Małkiewicz Bartosz, Bugla Błażej, Czarnecki Maciej, Karwacki Jakub, Długosz Paulina, Gurwin Adam, Kiełb Paweł, Lemiński Artur, Krajewski Wojciech, Jędrzejuk Diana, Bolanowski Marek, Hałoń Agnieszka, Szydełko Tomasz
University Center of Excellence in Urology, Department of Minimally Invasive and Robotic Urology, Wroclaw Medical University, 50-556 Wroclaw, Poland.
Department of Urology and Urological Oncology, Pomeranian Medical University, Powstańców Wielkopolskich 72, 70-111 Szczecin, Poland.
Cancers (Basel). 2022 Oct 13;14(20):5012. doi: 10.3390/cancers14205012.

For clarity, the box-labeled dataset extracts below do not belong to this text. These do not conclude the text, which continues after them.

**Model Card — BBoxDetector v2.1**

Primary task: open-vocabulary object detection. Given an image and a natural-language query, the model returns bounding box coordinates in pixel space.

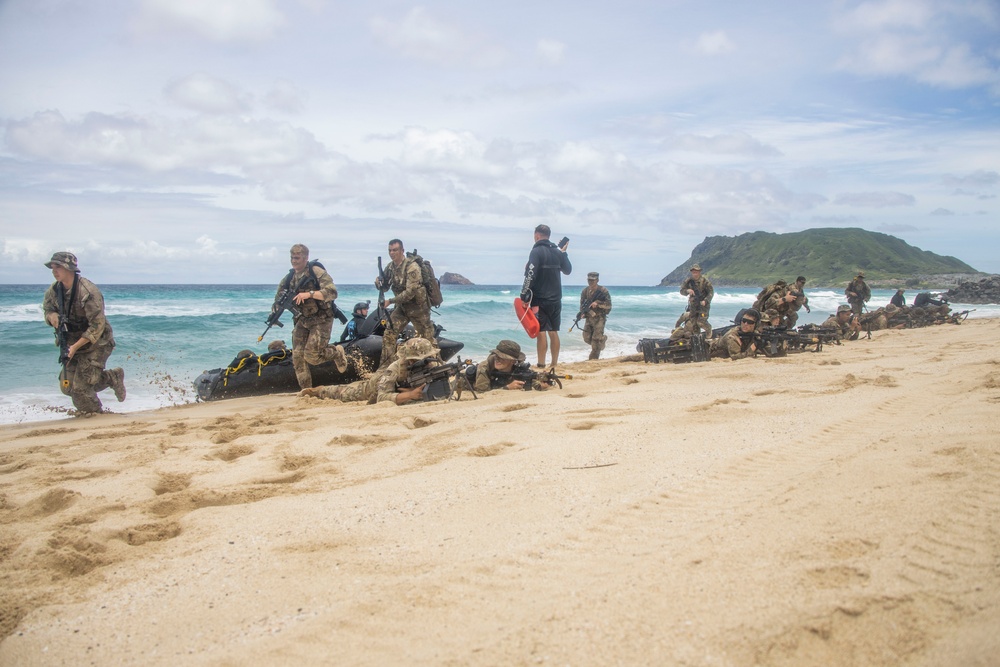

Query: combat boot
[108,368,125,403]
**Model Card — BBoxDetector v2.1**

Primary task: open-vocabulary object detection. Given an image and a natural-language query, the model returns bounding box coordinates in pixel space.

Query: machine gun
[752,327,800,357]
[400,357,479,401]
[257,260,347,343]
[799,324,840,352]
[492,361,573,391]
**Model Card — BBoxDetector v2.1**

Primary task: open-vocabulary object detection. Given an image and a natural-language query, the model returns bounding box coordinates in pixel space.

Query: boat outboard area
[194,310,465,401]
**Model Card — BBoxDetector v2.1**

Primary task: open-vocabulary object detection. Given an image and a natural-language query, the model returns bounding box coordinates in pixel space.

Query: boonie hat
[45,252,80,273]
[399,338,438,361]
[490,340,524,361]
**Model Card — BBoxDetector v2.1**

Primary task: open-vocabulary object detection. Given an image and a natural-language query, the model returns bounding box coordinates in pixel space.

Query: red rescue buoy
[514,297,538,338]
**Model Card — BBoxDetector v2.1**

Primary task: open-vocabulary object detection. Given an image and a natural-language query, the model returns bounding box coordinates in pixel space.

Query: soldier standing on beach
[299,338,441,405]
[785,276,812,329]
[681,264,715,339]
[375,239,434,368]
[844,271,872,315]
[274,243,347,389]
[42,252,125,414]
[820,306,861,340]
[577,271,611,359]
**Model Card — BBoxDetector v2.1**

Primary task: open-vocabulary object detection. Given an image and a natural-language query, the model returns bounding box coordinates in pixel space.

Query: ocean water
[0,285,1000,424]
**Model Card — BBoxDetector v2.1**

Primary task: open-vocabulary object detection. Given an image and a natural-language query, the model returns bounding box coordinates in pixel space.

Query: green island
[660,227,986,289]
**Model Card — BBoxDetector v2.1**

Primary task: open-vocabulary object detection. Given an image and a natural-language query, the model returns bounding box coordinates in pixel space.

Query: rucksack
[406,248,444,308]
[753,280,787,313]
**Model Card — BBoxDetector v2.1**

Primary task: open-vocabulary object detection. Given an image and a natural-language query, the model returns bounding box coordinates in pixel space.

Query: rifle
[753,327,799,357]
[491,361,573,391]
[53,276,79,389]
[257,260,347,343]
[375,255,389,328]
[399,357,479,401]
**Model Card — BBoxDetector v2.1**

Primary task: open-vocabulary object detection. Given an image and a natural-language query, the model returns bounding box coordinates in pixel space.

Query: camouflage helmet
[492,340,524,361]
[45,252,80,273]
[399,338,438,361]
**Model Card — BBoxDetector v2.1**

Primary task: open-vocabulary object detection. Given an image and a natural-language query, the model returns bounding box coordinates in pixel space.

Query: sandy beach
[0,319,1000,666]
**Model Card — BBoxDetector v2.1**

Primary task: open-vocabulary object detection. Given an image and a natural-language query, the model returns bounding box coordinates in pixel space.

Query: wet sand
[0,320,1000,666]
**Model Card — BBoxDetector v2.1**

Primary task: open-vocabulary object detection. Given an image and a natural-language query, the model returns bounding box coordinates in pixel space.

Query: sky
[0,0,1000,285]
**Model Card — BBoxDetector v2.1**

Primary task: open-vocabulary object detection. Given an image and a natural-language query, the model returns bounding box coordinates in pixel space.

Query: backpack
[753,280,787,313]
[406,248,444,308]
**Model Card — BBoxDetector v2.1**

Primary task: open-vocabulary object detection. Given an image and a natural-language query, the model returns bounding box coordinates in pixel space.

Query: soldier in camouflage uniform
[299,338,440,405]
[375,239,434,367]
[681,264,715,338]
[820,306,861,340]
[577,271,611,359]
[784,276,812,329]
[708,308,760,360]
[42,252,125,414]
[470,340,551,392]
[274,243,347,389]
[844,271,872,315]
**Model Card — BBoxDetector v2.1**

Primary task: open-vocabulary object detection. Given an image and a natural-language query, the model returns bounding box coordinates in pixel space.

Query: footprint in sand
[21,488,80,516]
[118,521,181,547]
[468,442,514,456]
[152,473,191,496]
[207,445,257,461]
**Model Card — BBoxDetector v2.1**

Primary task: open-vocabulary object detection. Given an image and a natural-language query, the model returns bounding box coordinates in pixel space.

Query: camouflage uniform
[785,282,810,329]
[299,338,438,404]
[820,306,860,340]
[580,273,611,359]
[844,273,872,315]
[42,252,125,412]
[274,264,347,389]
[380,257,434,366]
[708,324,753,359]
[472,340,546,392]
[680,272,715,338]
[861,308,889,331]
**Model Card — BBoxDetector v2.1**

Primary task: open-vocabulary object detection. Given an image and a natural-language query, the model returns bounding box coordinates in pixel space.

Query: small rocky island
[945,274,1000,303]
[440,271,475,285]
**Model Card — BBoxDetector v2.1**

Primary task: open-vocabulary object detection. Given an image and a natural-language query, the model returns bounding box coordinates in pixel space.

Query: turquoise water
[0,285,1000,423]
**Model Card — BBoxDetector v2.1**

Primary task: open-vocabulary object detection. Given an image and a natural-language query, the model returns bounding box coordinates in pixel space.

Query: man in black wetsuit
[521,225,573,368]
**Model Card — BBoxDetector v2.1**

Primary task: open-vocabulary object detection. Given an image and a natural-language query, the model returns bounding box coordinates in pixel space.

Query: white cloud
[264,79,306,113]
[164,72,250,114]
[134,0,285,43]
[6,111,325,173]
[833,192,917,208]
[535,39,566,65]
[695,30,736,56]
[371,7,506,66]
[663,132,781,157]
[944,169,1000,188]
[835,0,1000,93]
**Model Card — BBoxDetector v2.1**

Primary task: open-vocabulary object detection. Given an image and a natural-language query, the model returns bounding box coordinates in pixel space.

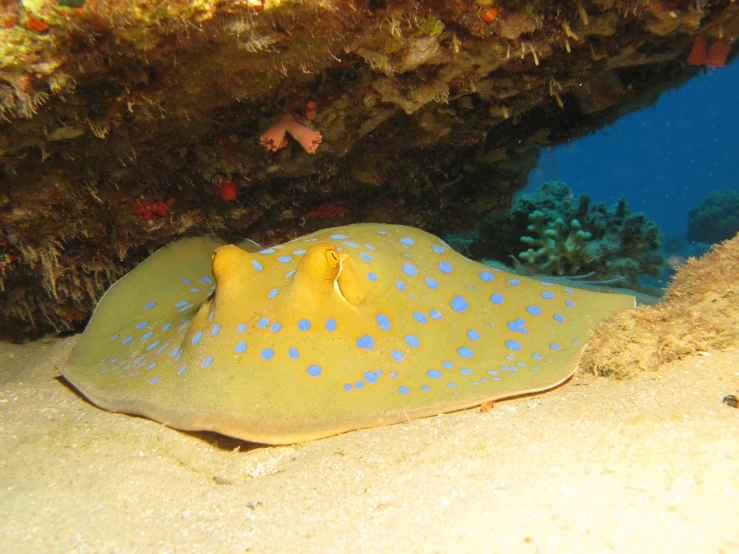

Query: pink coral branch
[259,114,323,154]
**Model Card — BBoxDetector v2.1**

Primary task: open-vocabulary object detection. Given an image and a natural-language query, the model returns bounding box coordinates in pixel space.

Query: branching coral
[518,210,593,275]
[462,182,664,294]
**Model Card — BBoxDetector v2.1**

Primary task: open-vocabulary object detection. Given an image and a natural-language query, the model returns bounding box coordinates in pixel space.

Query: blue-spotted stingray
[61,224,635,444]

In many malignancies, sentinel lymph node dissection (SLND) is being used as a nodal staging tool. We prospectively evaluated the diagnostic value of radio-guided sentinel lymph node (SLN) detection in patients with prostate cancer (PCa). This study aimed to investigate the reliability of the radio-guided SLN detection technique for perioperative localization of LNs metastases as well as to map lymphatic drainage patterns of the prostate. Forty-three patients with intermediate- or high-risk cN0cM0 PCa at conventional imaging underwent radical prostatectomy with modified-extended pelvic lymph node dissection (mePLND). A day before the planned surgery, a Tc-99m nanocolloid was injected into the prostate under the control of transrectal ultrasonography (TRUS). Preoperative single-photon emission computed tomography (SPECT-CT) imaging and intraoperative gamma-probe were used to identify SLNs. All positive lesions were excised, followed by mePLND. The excised lymph nodes (LNs) were then submitted for histopathological examination, which was used as a reference for the calculation of diagnostic parameters of the SLN technique for SPECT-CT and the intraoperative gamma-probe. In total, 119 SLNs were detected preoperatively (SPECT-CT) and 118 intraoperatively (gamma-probe). The study revealed that both SLN detection techniques showed a sensitivity of 90% and a specificity of 6.06%. The negative predictive value (NPV) was 66.67%. SLN technique would have correctly staged nine of 10 patients, which is the same result as in the case of limited LND. However, it allowed the removal of all metastatic nodes only in four of them. SLND would have comprised 69.7% of preoperatively detected LNs, and removed 13 out of 19 positive LNs (68.42%), respectively. Radio-guided SLND has a low diagnostic rate and is a poor staging tool. ePLND remains the gold standard in nodal metastases assessment in PCa. Our study indicates that lymphatic drainage of the prostate and actual metastasis routes may vary significantly.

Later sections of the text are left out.